Par Alexandra Gaboriau, consultante chez Chefcab
Ce qui pèse aujourd’hui sur l’économie tricolore n’est plus le clivage idéologique, mais la succession de signaux contradictoires. En abaissant la note souveraine de la France à A+, le 12 septembre dernier, Fitch pointait à la fois un déficit durablement élevé, et implicitement une instabilité politique chronique.
Le « moratoire » sur les énergies renouvelables en est l’illustration. En quelques heures, la rumeur d’un gel des projets solaires et éoliens, relayée par Contexte, a mis en émoi toute une filière. Le Premier ministre a démenti dans Le Parisien, mais le mal était fait.
« L’épisode rappelle celui de 2010, quand un décret du gouvernement avait instauré un moratoire sur le photovoltaïque en suspendant les nouveaux contrats d’achat d’électricité, provoquant la perte de 20 000 emplois et l’assèchement de l’investissement. »
Aujourd’hui, le secteur emploie 118 000 personnes et génère plus de 21 milliards d’euros d’investissements annuels. Sa demande est simple : de la visibilité.
Ce débat est d’autant plus surprenant qu’il va à rebours de l’opinion de l’électorat de droite. Un sondage Kantar publié par Politico montre que plus de 8 sympathisants de droite sur 10 sont favorables aux aides à la rénovation, et 3 sur 4 au doublement du parc solaire et éolien d’ici 2030. Là où certains élus temporisent, leurs électeurs réclament un renforcement net.
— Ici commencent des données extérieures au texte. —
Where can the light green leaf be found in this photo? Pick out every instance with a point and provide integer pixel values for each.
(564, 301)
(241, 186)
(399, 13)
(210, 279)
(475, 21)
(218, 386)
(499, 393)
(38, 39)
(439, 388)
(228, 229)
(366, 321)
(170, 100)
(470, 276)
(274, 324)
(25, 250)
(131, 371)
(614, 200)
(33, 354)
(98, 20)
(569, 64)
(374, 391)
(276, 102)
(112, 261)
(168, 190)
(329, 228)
L’incertitude ne se limite pas à l’énergie : elle s’invite aussi sur le terrain fiscal. La « taxe Zucman », impôt plancher de 2 % sur les patrimoines de plus de 100 millions d’euros, recueille 86 % d’approbation selon un sondage Ifop – y compris 89 % chez les sympathisants LR et 92 % chez ceux de Renaissance.
« Même les enquêtes les plus prudentes lui donnent deux tiers de soutien. Paradoxe : cette adhésion traverse l’échiquier politique, mais le Sénat l’a rejetée et plusieurs responsables du « socle commun » la jugent confiscatoire »
Le nouveau locataire de Matignon, lui, temporise. Sébastien Lecornu a reconnu dans les colonnes du Parisien une aspiration forte à plus de justice fiscale, tout en posant ses limites : ni ISF, ni pénalisation de l’outil de travail. Le rendement attendu ne dépasserait pas cinq milliards d’euros. Et ce vendredi 3 octobre, Sébastien Lecornu a choisi de renoncer à l’article 49.3, promettant une “nouvelle méthode” faite de compromis parlementaires. Une rupture assumée, mais qui ouvre aussi la porte à des majorités mouvantes et à des amendements imprévisibles. Certes, le gouvernement conserve des outils de contrôle et le Sénat reste un contrepoids. Mais pour les investisseurs comme pour les filières économiques, le constat est simple, l’instabilité n’est jamais gratuite.